Un poeta, uno scrittore, può essere universale e al tempo stesso impegnato nel suo luogo e nel suo tempo? Le cose crollano ci racconta di un piccolo villaggio Igbo, ci porta in un territorio non familiare, eppure leggendolo Umuofia diventa il centro del mondo, le vicende umane dei personaggi si agganciano a noi. Portandoci in quel mondo lontano, Achebe espande la coscienza del nostro. La scrittura di Achebe si dichiara politica, impegnata, pensata come missione sociale e culturale, riesce a essere totalmente dentro il suo tempo e contemporaneamente ne trascende i confini, tocca un cuore di umanità universale, regala quel profondo senso di segreta rivelazione che abbiamo scoperto con Dante, Shakespeare o Euripide.
Every empire, however, tells itself and the world that it is unlike all other empires, that its mission is not to plunder and control but to educate and liberate.
Edward Said
La scrittrice nigeriana Chimamanda Ngozi Adichie, da ragazzina, leggeva solo romanzi inglesi, ambientati in Inghilterra. Pensava che nei libri non ci fosse spazio per la gente africana. Chinua Achebe è stato un punto di svolta per lei, e per tutti gli scrittori che hanno raccolto la sua eredità. Un’altra scrittrice, Muthoni Garland, dice che qualsiasi casa africana in cui ci sono libri ha una copia dei romanzi di Achebe. Le espressioni usate dai suoi personaggi, i proverbi citati, sono diventati di uso comune come le parabole del Vangelo, scrive un altro grande erede di Achebe, Binyavanga Wainaina. Al di là del fenomeno storico del colonialismo, la potenza della scrittura di Achebe continua a parlare, a interrogare, a commuovere. Ancora oggi e anche qui da noi nell’avanzato occidente, dove gli effetti disumanizzanti della cultura dell’arroganza sono ancora all’opera. Achebe ci spinge a interrogarci su come, quando e perché nasce una certa narrazione, su di chi sia la storia che stiamo raccontando o che ci viene raccontata. Il pericolo di un’unica storia, ultimo libro di Chimamanda Ngozi Adichie, raccoglie e prosegue la riflessione di Achebe.

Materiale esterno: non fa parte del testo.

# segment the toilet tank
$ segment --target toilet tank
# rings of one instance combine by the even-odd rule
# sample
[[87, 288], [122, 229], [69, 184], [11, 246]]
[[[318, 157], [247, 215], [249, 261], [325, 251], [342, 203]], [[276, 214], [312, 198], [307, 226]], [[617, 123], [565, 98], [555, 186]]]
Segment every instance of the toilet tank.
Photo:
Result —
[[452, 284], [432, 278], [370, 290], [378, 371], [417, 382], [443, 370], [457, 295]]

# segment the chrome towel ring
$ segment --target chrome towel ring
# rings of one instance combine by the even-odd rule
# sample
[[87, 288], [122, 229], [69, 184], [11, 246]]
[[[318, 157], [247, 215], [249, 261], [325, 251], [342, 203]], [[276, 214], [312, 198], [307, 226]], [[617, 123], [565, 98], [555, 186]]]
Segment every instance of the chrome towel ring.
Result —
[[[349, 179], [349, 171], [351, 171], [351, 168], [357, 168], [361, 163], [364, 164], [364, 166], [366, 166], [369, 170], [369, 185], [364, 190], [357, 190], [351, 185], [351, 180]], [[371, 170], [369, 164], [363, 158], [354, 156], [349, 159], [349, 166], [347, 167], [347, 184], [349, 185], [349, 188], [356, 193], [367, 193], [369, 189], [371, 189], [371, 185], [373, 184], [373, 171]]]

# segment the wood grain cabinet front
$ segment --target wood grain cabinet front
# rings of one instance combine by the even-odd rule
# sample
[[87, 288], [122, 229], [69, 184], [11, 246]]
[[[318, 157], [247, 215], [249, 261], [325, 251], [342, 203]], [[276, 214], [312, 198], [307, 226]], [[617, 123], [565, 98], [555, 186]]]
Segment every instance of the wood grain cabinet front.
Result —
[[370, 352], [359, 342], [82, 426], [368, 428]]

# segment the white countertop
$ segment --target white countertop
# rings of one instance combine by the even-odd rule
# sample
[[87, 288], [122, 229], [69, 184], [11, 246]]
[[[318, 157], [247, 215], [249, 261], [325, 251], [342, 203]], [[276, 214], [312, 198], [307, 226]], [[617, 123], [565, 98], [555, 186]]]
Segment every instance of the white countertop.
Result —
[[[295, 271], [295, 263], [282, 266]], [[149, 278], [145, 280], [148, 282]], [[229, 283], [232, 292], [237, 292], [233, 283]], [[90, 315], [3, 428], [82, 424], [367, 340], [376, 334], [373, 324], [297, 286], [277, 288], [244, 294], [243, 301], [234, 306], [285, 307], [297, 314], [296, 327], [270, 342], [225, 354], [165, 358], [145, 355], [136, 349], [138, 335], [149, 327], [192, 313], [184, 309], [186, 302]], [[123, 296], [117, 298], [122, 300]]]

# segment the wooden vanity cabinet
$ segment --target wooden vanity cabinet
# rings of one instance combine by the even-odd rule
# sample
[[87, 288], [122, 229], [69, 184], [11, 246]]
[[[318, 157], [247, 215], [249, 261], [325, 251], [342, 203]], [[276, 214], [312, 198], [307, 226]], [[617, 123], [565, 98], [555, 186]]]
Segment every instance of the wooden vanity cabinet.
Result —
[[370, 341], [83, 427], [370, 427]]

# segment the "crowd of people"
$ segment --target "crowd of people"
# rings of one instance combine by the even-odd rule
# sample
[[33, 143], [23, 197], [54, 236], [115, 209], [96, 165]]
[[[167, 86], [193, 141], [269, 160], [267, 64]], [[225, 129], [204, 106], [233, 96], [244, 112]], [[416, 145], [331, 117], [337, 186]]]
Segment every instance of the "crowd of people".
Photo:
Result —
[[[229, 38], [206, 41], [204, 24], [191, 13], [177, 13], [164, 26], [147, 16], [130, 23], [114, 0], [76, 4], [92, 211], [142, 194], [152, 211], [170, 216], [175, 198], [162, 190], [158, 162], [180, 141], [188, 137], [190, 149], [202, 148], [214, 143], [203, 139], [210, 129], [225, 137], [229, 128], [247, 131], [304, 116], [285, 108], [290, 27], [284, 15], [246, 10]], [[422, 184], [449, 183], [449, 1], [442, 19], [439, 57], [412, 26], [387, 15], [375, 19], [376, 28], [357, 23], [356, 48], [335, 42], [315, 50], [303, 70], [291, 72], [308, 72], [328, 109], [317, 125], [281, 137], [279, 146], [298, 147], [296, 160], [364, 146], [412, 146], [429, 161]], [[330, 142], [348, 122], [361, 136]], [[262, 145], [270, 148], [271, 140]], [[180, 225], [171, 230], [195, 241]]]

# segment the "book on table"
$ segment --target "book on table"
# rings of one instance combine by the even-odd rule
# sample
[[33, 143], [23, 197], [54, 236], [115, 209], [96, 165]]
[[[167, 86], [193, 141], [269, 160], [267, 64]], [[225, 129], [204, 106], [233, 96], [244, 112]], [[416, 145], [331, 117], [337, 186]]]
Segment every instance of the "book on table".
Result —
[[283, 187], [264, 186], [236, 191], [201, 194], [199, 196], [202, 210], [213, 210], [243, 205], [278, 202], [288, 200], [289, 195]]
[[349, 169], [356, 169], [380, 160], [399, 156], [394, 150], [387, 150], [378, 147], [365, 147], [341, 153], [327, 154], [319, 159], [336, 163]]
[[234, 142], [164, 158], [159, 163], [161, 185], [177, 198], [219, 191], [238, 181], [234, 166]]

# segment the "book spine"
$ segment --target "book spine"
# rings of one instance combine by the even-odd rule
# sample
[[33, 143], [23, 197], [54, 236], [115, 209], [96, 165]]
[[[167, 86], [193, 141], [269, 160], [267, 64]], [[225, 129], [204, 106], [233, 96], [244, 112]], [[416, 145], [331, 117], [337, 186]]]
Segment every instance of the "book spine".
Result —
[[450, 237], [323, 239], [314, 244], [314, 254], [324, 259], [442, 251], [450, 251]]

Le storie non sono innocue, si strutturano su rappresentazioni del mondo che sono legittimate da un potere. È impossibile parlare di storie senza parlare del potere. La parola Igbo che usa Chimamanda Ngozi per parlare delle strutture di potere è nkali, che si può tradurre come “essere più grande di un altro”. Come i nostri mondi politici ed economici, anche le storie sono definite da nkali. Come sono raccontate, chi le racconta, quando vengono raccontate, quante se ne raccontano, tutto questo dipende dal potere. Il potere è la possibilità non solo di raccontare la storia di un’altra persona, ma di renderla la storia finale di quella persona. Il poeta palestinese Mourid Barghouti scrive che se si vuole espropriare un popolo, il modo più semplice di farlo è di raccontare la loro storia. Tutto dipende da che storia scegliamo di raccontare: se iniziassimo la storia dell’America con le vicende dei nativi americani e non con l’arrivo dei britannici avremmo una storia totalmente diversa. «Quando ci rendiamo conto che non c’è mai una storia unica riguardo a nessun posto – conclude Chimamanda Ngozi – riconquistiamo una sorta di paradiso».